I am, primarily, a PC gamer. Growing up as a kid we were never allowed to have video games in the house. The closest I ever got to owning a console when I was a kid was when I bought myself a Game Boy Advanced (remember that thing? That feels like forever ago) with my own money that I saved for a few months. It wasn’t until I was in college that my parents bought a Wii (note: after I moved out) which they bought mostly because of Wii sports, which they of course got bored of within a week or two. So, growing up most of the gaming my brother and I did were Star Wars: Rebellion, Age of Empires, and Duke Nukem I & II.
Fast forward to about a year and a half ago. I needed a new laptop for school, but at the same time I wanted something powerful enough to play games on. Well, at the time I couldn’t afford a gaming laptop, so I got one that could fulfill all of my school and programming needs and decided I would build myself a gaming PC once I could afford one, which ended up being last summer, and I did see that it was good.
Ok, now back to the topic. Basically what it comes down to is I am primarily a PC gamer, however, having a console has it’s advantages. I’ve been thinking of getting myself a console for a little while now, and of course with the recent announcements of the PS4 and the Xbox One I figured I would put my thoughts out there. For the sake of this discussion I am going to ignore the WiiU, mostly because it came out a while ago and I’m also thinking about getting one for two main reasons: I already own some Wii games and I really want to play the new Smash Brothers.
So, onward to the two new consoles that were just announced, and to why I won’t be buying an Xbox
Always on DRM
If you have read much of anything on my blog you probably know I am pretty anti-DRM, and this is probably my biggest issue with the Xbox One. For those who don’t know, what this means is that in order to play the Xbox One you are required to have an internet connection. Once every 24 hours your machine has to check in to Microsoft’s servers to make sure that nothing funny is going on.

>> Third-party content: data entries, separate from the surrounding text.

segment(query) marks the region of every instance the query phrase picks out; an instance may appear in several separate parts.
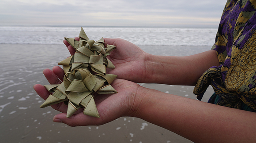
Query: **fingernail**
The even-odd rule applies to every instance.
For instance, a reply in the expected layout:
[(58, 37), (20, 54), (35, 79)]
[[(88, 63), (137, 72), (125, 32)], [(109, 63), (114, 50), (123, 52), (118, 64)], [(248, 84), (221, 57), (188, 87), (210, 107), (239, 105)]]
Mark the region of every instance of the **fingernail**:
[(56, 118), (54, 118), (53, 120), (53, 121), (54, 122), (56, 122), (56, 123), (62, 123), (62, 121), (61, 121), (61, 120), (59, 119), (57, 119)]

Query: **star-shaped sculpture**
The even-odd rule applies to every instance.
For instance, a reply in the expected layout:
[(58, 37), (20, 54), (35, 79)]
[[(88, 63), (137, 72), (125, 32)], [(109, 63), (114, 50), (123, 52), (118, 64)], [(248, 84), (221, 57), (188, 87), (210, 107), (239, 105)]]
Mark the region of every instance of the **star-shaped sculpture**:
[[(50, 94), (40, 106), (43, 108), (64, 102), (68, 104), (67, 118), (83, 107), (83, 114), (100, 118), (94, 99), (93, 94), (112, 94), (117, 92), (110, 85), (117, 75), (106, 73), (106, 68), (115, 66), (106, 57), (116, 47), (105, 44), (102, 38), (97, 42), (90, 40), (81, 28), (79, 41), (65, 38), (75, 49), (74, 55), (59, 62), (65, 73), (63, 82), (60, 84), (44, 86)], [(89, 70), (97, 74), (93, 75)]]

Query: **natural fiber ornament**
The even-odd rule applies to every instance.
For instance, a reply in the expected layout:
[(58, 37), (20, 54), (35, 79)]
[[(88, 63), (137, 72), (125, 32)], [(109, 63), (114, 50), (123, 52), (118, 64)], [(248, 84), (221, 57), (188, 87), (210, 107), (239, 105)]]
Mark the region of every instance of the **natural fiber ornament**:
[[(94, 99), (93, 94), (112, 94), (117, 93), (110, 85), (117, 75), (106, 73), (106, 68), (115, 66), (106, 57), (116, 47), (105, 44), (102, 38), (97, 42), (90, 40), (83, 28), (79, 34), (80, 40), (65, 38), (75, 48), (73, 56), (59, 62), (63, 66), (65, 76), (63, 82), (58, 85), (44, 86), (51, 93), (40, 107), (64, 102), (68, 105), (67, 118), (72, 116), (77, 110), (83, 107), (83, 114), (100, 118)], [(94, 75), (89, 70), (97, 74)]]

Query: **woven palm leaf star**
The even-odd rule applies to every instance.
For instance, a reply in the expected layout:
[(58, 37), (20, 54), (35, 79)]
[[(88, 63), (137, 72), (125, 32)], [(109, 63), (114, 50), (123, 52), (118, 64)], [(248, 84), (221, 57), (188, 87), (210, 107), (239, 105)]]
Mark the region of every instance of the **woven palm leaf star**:
[[(68, 104), (67, 118), (83, 107), (83, 114), (100, 118), (93, 94), (112, 94), (117, 92), (110, 85), (117, 75), (106, 73), (106, 68), (115, 66), (106, 57), (115, 46), (105, 44), (102, 38), (97, 42), (90, 40), (83, 28), (79, 34), (80, 40), (65, 38), (76, 50), (75, 54), (59, 62), (65, 73), (63, 82), (58, 85), (44, 86), (50, 93), (40, 107), (64, 102)], [(96, 73), (93, 75), (89, 70)]]

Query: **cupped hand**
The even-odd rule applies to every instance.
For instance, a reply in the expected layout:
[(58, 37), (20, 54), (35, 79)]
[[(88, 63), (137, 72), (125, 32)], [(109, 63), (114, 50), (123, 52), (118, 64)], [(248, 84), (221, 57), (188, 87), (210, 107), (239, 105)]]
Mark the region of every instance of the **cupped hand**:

There are a few problems with this system. For one thing, not everyone has internet. Even among those who do have internet, not everyone wants their console connected to it. Now, granted, an internet connection i s required, but not everyone cares.
But that’s not even the biggest problem with always on DRM. The biggest problem is this: We can’t trust Microsoft (or the publisher as the case may be for certain games) to always keep their servers running. What happens when my console tries to check in, and your server isn’t working? It means I can’t play my games until you solve your issues. It’s stupid. Steam uses a similar check-in system, but Steam at least has an offline mode.
The PS4 does not have a system like this in place, though the way that DRM is used for individual games is up to the individual publishers, so there is still a possibility for this sort of system with 3rd party PS4 games, but it is not system-wide.
This one is not really a big issue for me, as it’s been years since there has even been such a thing as used games for PC, so I’m just going to brush over this one. However, this might be a big issue for some people.
I hate motion gaming. Hands down. I think that motion gaming alone almost ruined a whole generation of games. I mean, come on, is there really any proof necessary beyond Star Wars Kinect to prove that the kinect is nothing more than a gimmick with nowhere to go that does nothing but ruin perfectly good franchises?
The Xbox One will not run without the kinect. Granted, it comes with one, but the fact is I don’t want one, and the added kinect built into it just raises the price.
If I buy a console, which again, is not for sure as I’m more focused on repairing my gaming PC at the moment, it will be a PS4 over the Xbox One. Hands down, no question about it.